But BEC Chairman Leslie Miller warned yesterday that ongoing demands of the union could lead to job losses at the corporation.

“I am hoping they go on strike. This whole thing has to change,” Miller told The Nassau Guardian.

Miller said union officials believe the government would do what they want because of the threat of power being turned off.

“I dare them to turn one light off, just one, and whoever is responsible will never walk back on BEC’s premises. I don’t care who it is, I will not allow them.”

Line staff at the corporation have been going head to head with Miller for several months over issues regarding overtime and the shift system implemented in March.

According to Greene, attorneys for the union have filed action in the Supreme Court.

“We were in negotiations with the corporation on our industrial agreement,” he said following a meeting with executive management yesterday.

“Rostering and flexi-time was a part of their proposal, and we were at the table negotiating when the corporation went ahead and implemented rostering without an agreement.

“Because of that we consulted our lawyers and asked them to give us their legal advice as to the best avenue to address it, and they advised us that the best avenue would be to file an injunction against the corporation for what we consider is an illegal implementation of rostering.”

In a separate interview, Miller called the development “disingenuous” and said he learnt of the legal action on Monday.

He told The Nassau Guardian the union is also seeking to force the corporation to pay rostered employees an allowance of $75 per week.

“They just don’t stop,” Miller said.  “They don’t know when enough is enough.

“Even though we are trying to keep everyone onboard [despite] paying this enormous salary, paying this enormous overtime.

“These people really believe that this corporation belongs to them, and they will get what they want, when they want it, even to the detriment, not only of the Bahamian people, but even to some of their membership, who will not be at BEC if they insist on pushing this through.

“I am telling them right now, people will be disaffected from BEC if they insist on these additional monies that BEC doesn’t have.

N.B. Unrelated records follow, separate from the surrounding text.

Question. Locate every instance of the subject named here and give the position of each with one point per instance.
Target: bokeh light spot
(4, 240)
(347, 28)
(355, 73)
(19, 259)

“The easiest way to pay a bill is to let some people go. Now if they don’t mind eight or 10 of their union members being displaced, it shows you the callousness of their ways.”

But Greene insisted a clause in the union’s now expired industrial agreement regarding the allowance should be honored by the corporation.

“That’s contractual and if there is something in the contract no one can unilaterally decide whether or not they are going to pay,” he said. “If it is contractual, you have to pay.”

Asked whether the union is prepared to compromise, Greene said the union’s agreement is binding by law and no one can change the terms and conditions without its agreement.

Miller said while he recognizes the union’s contract, both sides should compromise given BEC’s financial position.

He said the corporation should not have to pay any employee additional money to work the same hours.

BEC has been losing money for years. In March, Miller revealed in the House of Assembly the corporation lost $12.7 million in the first quarter of this fiscal year.

He said it was on track to lose up to $50 million at the end of this year.

Last year, BEC lost $18 million.

As it relates to overtime pay, last year the corporation paid in excess of $11.8 million, according to a report conducted by auditors.

Miller revealed that in the last seven months alone BEC has paid out $2 million in overtime to employees on the Family Islands.

He said while the corporation should realize a $4 million reduction in overtime pay at the end of this fiscal year, if managers cannot keep overtime under control some of them may also have to be replaced.

According to Miller, a cashier supervisor took home $72,000, which included $28,000 in overtime pay.

“And these are the people who [are] raising hell, threatening you, threatening your future,” he said.